Despite its limitations, the greatest strength of the present study is that it is the first study in Iran that uses time series analysis in order to mathematically model and predict an out-of-sample U5MR. However, additional data from other parts of the country are needed to generalize the results to the national level. In 2015, the MDG-4 target for the Iranian U5MR is 19 deaths per 1,000 live births [2]. It is currently around one year before the 2015 deadline of the goal and substantial progress has been made, but the progress remains insufficient to achieve MDG-4, particularly in Kermanshah province. It can be seen from Figure 4 that despite considerable progress in the past two decades towards reducing the U5MR in Iran [2,10,11], as well as in Kermanshah province [11,15], the burden of child deaths is higher than the nationally estimated and expected levels in this province.
To achieve the MDG-4 on time, reducing under-five mortality inequities among Iranian provinces is an important priority.
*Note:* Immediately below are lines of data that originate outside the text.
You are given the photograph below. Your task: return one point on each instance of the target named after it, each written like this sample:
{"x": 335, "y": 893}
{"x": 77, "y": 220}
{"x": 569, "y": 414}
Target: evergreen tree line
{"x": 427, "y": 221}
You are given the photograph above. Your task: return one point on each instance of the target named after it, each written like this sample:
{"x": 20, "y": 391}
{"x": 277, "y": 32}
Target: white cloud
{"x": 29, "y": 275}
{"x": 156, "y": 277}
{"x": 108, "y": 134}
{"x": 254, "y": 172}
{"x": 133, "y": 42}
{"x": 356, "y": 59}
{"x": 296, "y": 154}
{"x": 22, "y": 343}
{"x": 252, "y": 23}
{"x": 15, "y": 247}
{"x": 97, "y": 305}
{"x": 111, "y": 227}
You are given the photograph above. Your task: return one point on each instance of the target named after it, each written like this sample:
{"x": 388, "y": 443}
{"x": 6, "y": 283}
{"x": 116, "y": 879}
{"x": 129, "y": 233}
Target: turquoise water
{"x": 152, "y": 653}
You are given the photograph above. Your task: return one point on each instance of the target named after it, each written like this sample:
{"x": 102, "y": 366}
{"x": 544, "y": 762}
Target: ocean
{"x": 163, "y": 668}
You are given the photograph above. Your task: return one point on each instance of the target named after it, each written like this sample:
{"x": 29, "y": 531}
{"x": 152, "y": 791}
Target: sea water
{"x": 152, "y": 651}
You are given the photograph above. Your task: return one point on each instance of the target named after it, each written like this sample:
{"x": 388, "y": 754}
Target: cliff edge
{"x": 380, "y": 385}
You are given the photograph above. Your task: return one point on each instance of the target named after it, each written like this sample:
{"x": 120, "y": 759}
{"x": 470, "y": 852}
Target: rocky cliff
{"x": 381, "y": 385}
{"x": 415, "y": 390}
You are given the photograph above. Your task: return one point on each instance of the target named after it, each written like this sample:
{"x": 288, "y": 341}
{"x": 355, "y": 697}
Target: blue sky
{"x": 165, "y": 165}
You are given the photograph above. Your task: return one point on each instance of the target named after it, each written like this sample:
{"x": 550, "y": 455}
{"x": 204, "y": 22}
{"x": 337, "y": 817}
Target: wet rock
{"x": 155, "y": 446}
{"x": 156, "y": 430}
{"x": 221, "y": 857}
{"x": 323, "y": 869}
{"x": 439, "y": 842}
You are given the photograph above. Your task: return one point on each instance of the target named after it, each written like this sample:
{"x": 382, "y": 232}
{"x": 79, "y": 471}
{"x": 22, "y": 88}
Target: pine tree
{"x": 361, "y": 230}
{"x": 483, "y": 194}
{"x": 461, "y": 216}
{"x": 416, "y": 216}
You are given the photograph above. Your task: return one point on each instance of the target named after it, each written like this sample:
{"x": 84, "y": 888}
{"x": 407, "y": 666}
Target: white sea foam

It seems that one of the major challenges ahead in fully achieving the MDG-4 in Iran is qualitative and quantitative improvement of under-five mortality data collection in health facilities and their corresponding systems. In general, for generating reliable mortality statistics at the sub-national levels it is necessary to improve the reporting and registering of child deaths by health facilities and to make sure that all child deaths that occur in health facilities are of critical importance. This is also crucial in understanding and measuring the impact and effectiveness of plans and interventions in this field. Since the definition of the U5MR indicator has not changed during the recent years, analyzing the invisible patterns and statistical modeling of this indicator within recent years is valuable and may enable health policy-makers to monitor the progress of Iranian child health status in order to evaluate the efficacy of health care systems. Such findings may be useful as they enhance the understanding of the current underlying patterns in the U5MR and monitoring of progress towards the MDG-4. Moreover, using studies similar to the present work, it is possible to predict the impact of future changes on this important child health indicator. Surely, with the expansion of study time periods and improvement of data collection methods, more accurate results will be obtained in the future.